2. Detroit: An American Autopsy by Charlie LeDuff : Pulitzer Prize–winning journalist Charlie LeDuff goes back to explore his broken hometown, where he finds a city in decay. He explores the current state of the city and how it affects its citizens, including his own family.

3. The Emerald Mile: The Epic Story of the Fastest Ride in History Though the Heart of the Grand Canyon by Kevin Fedarko : This book tells the thrilling adventure story of a group of river guides who secretly launched a small, hand-built wooden boat named the Emerald Mile into the Colorado River right after one of the largest chain of "superstorms" ever hit the American West in 1983.

4. The Autistic Brain: Thinking Across the Spectrum by Temple Grandin and Richard Panek: Temple Grandin, one of the foremost authorities on autism, discusses the latest science behind autism in an exciting manner. She also weaves in her own experiences (she has autism herself) to make the illness more relatable.

5. Scatter, Adapt, and Remember: How Humans Will Survive a Mass Extinction by Annalee Newitz: This fascinating science book focuses on humanity's long history and how it has managed to avoid mass extinction on numerous occasions from tsunamis to asteroids. It also speculates how we can learn from the past and use it to avoid disasters in the future.

6. Between Man and Beast: An Unlikely Explorer, the Evolution Debates, and the African Adventure that Took the Victorian World by Storm by Monte Reel: In 1856, explorer Paul Du Chaillu set out into the wild to find and study the gorilla. He emerged successfully with the then-mythical animal and brought him back to society, only to launch right into the center of a debate on Darwin's theory of evolution.
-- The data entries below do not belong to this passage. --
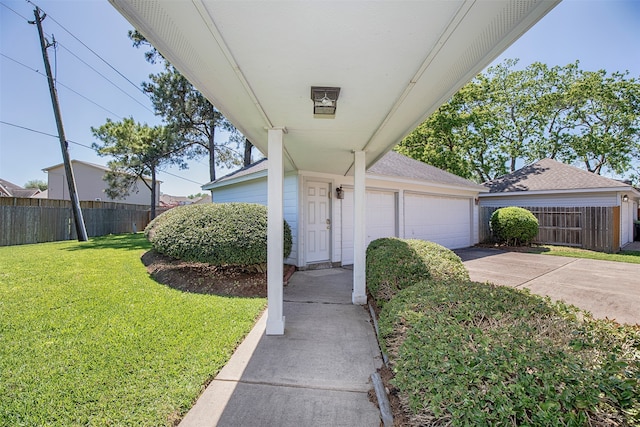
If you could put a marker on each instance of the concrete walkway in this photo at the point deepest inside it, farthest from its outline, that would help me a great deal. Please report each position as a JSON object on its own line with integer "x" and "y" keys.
{"x": 317, "y": 374}
{"x": 607, "y": 289}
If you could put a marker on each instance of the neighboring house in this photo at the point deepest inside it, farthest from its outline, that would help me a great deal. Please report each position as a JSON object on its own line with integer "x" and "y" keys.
{"x": 404, "y": 198}
{"x": 90, "y": 184}
{"x": 551, "y": 184}
{"x": 330, "y": 88}
{"x": 9, "y": 189}
{"x": 203, "y": 200}
{"x": 169, "y": 201}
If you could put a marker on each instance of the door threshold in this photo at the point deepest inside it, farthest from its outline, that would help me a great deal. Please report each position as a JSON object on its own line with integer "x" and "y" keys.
{"x": 320, "y": 265}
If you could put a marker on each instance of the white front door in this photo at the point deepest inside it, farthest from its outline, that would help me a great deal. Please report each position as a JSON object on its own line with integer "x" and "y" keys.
{"x": 317, "y": 222}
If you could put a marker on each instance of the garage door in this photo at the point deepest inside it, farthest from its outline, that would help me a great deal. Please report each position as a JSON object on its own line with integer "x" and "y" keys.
{"x": 381, "y": 219}
{"x": 444, "y": 220}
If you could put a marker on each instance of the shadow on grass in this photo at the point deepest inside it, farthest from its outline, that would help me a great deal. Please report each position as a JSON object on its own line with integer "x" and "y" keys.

The books blends adventure and history.

7. Exploding the Phone: The Untold Story of the Teenagers and Outlaws who Hacked Ma Bell by Phil Lapsley and Steve Wozniak: This book tells the story of the telephone, from its birth by Alexander Graham Bell to the rise of mega-companies like AT&T to the high-tech smartphones of today. There are also interesting anecdotes on hackers, mobsters, and telephone company wars.

8. Overbooked: The Exploding Business of Travel and Tourism by Elizabeth Becker: Tourism is one of the largest industries today, but it wasn't always that way. Elizabeth Becker explores how travel and tourism went from a rich person's hobby to a massive empire with serious impacts on the economy, environment and culture of countries around the world.

9. Smuggler Nation: How Illicit Trade Made America by Peter Andreas: Looking back at American history from colonial times to modern day, this book shows how the U.S. is built on a history of smuggling, whether it was slaves in the 19th century, illicit booze in the 20th century, or drugs today.

10. Ship It Holla Ballas!: How a Bunch of 19-Year-Old College Dropouts Used the Internet to Become Poker's Loudest, Craziest, and Richest Crew by Jonathan Grotenstein and Storms Reback: The Ship It Holla Ballas were a group of underage poker players who won tens of millions of dollars in online poker—and then spent it all in an epic fashion. This book traces the rise and fall of online poker through one of the most successful Internet poker crews ever.